Several studies have attempted to create template ROIs for evaluating anatomically normalized I-123 FP-CIT images. Koch et al. [8] created the I-123 FP-CIT template and 3D ROI map for healthy controls using Brain Analysis Software program (BRASS), which can evaluate the caudate nucleus and putamen separately. Borros et al. [9] created the I-123 FP-CIT template using SPM and SPECT data of patients with drug-induced Parkinsonism, and registered all of the I-123 FP-CIT SPECT images to the new template. These normalized images were quantitatively evaluated using MRI-based VOIs for the caudate nucleus and putamen. Takada et al. [10] applied VOIClassic in Neurostat, a software program for the statistical image analysis of the brain developed by Minoshima et al. [11], to the semi-quantitative assessment of I-123 FP-CIT, and calculated the specific (striatal) to nonspecific (occipital) count ratios on the anatomically normalized images. However, those authors did not describe the difference between the MRI-based and FP-CIT-based ROIs, and the putaminal I-123 FP-CIT uptake was not evaluated separately as anterior and posterior portions. DaTQUANT is a software program supplied commercially by GE Healthcare [12] that can automatically measure the S/BG ratio of the caudate nucleus, anterior putamen and posterior putamen.
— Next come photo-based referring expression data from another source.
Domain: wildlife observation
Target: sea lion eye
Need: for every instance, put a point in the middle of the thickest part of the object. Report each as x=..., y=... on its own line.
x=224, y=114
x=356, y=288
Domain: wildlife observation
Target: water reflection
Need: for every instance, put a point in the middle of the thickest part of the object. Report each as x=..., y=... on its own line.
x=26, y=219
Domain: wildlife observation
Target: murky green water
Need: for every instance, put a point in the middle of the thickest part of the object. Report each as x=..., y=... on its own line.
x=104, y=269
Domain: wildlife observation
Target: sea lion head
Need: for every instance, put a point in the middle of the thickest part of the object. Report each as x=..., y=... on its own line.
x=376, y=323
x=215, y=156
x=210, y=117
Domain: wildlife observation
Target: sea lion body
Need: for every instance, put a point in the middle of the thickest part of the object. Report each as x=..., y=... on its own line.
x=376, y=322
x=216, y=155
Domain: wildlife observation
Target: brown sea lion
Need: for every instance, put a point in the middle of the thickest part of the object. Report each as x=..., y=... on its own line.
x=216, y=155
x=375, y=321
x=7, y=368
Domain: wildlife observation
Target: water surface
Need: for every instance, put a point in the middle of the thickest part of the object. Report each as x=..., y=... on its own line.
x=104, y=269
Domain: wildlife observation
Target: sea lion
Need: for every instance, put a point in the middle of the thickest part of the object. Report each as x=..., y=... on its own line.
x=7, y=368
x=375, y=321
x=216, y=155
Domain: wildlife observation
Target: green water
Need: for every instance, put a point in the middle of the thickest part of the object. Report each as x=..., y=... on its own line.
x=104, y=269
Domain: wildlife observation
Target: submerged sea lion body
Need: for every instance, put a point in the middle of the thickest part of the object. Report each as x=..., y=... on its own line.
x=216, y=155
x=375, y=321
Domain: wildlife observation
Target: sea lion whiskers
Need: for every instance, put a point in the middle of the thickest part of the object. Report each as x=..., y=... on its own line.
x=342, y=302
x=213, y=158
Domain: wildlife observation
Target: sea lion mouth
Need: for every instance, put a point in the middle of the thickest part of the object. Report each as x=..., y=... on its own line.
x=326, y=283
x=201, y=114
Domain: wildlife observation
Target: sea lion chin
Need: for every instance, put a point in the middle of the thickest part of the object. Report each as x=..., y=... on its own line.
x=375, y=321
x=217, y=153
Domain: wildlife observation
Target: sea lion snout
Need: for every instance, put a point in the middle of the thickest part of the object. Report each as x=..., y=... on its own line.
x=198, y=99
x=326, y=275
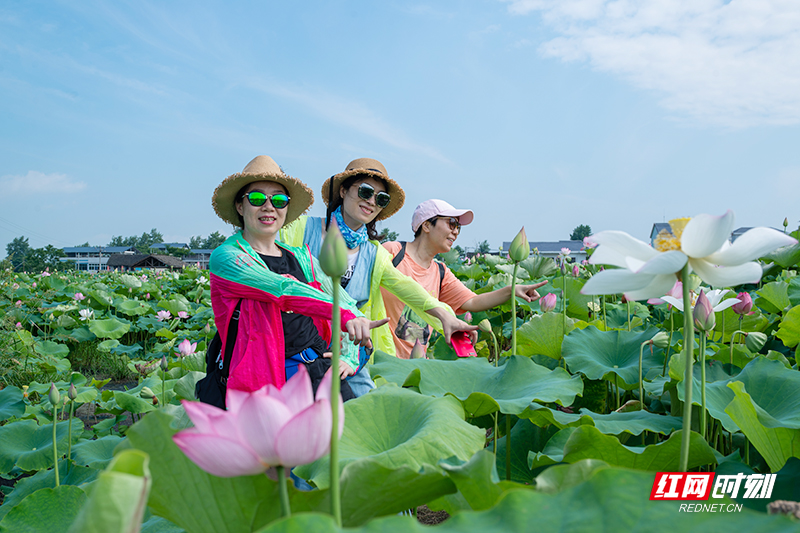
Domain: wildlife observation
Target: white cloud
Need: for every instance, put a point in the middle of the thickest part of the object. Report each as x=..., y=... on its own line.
x=735, y=64
x=38, y=182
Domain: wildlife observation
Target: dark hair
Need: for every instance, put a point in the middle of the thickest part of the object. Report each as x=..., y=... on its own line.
x=419, y=229
x=335, y=200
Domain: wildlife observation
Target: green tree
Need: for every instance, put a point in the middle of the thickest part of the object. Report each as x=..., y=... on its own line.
x=16, y=251
x=580, y=232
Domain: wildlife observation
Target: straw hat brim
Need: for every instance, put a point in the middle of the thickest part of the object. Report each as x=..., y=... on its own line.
x=301, y=196
x=395, y=191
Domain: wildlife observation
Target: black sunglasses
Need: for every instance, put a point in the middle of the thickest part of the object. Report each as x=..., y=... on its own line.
x=258, y=198
x=453, y=222
x=365, y=192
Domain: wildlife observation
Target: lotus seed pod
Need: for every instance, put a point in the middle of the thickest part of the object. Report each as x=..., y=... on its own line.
x=333, y=254
x=755, y=340
x=520, y=248
x=54, y=396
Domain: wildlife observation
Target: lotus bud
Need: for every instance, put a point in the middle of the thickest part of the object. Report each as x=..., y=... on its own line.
x=703, y=314
x=418, y=351
x=755, y=340
x=333, y=254
x=548, y=302
x=520, y=248
x=53, y=395
x=745, y=305
x=660, y=340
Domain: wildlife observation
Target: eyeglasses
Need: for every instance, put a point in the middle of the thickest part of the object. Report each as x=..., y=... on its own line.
x=258, y=198
x=453, y=222
x=365, y=192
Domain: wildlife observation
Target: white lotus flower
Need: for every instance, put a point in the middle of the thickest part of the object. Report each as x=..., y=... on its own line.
x=714, y=298
x=648, y=272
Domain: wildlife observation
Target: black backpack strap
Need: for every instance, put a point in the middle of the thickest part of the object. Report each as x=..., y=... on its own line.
x=400, y=255
x=233, y=331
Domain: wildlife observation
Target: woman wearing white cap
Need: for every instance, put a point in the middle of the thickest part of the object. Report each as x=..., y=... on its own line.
x=357, y=198
x=436, y=226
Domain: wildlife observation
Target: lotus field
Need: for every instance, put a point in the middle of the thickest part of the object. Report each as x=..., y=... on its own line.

This ROI system is similar to our ROI system, and seems to be well designed, but we have no experience in using it, and the details of the normalization technique are not clear.

The partial volume effect due to the limited spatial resolution of SPECT device is known to result in underestimation of the ROI values. Bolt et al. [13] reported a method using large ROIs including the striatum to avoid the partial volume effect. Their method involves correction of the total specific radioactivity by the standard striatal volume, and the values obtained by their method are higher than those obtained by conventional ROI methods covering only the striatum. However, this method may underestimate the specific binding ratio, when the striatal ROI includes cerebrospinal fluid space due to cerebral atrophy.

In the present study, we did not try to correct for the partial volume effect, but such correction is believed to be necessary to obtain an accurate value. Several methods other than Bolt’s method seemed useful for partial volume correction. In the future, we will attempt partial volume correction using segmented MRI images [14].

We created an ROI template on the anatomically normalized MRI and I-123 FP-CIT images, and concluded that I-123 FP-CIT-based ROIs are more suitable for obtaining quantitative values than MRI-based ROIs.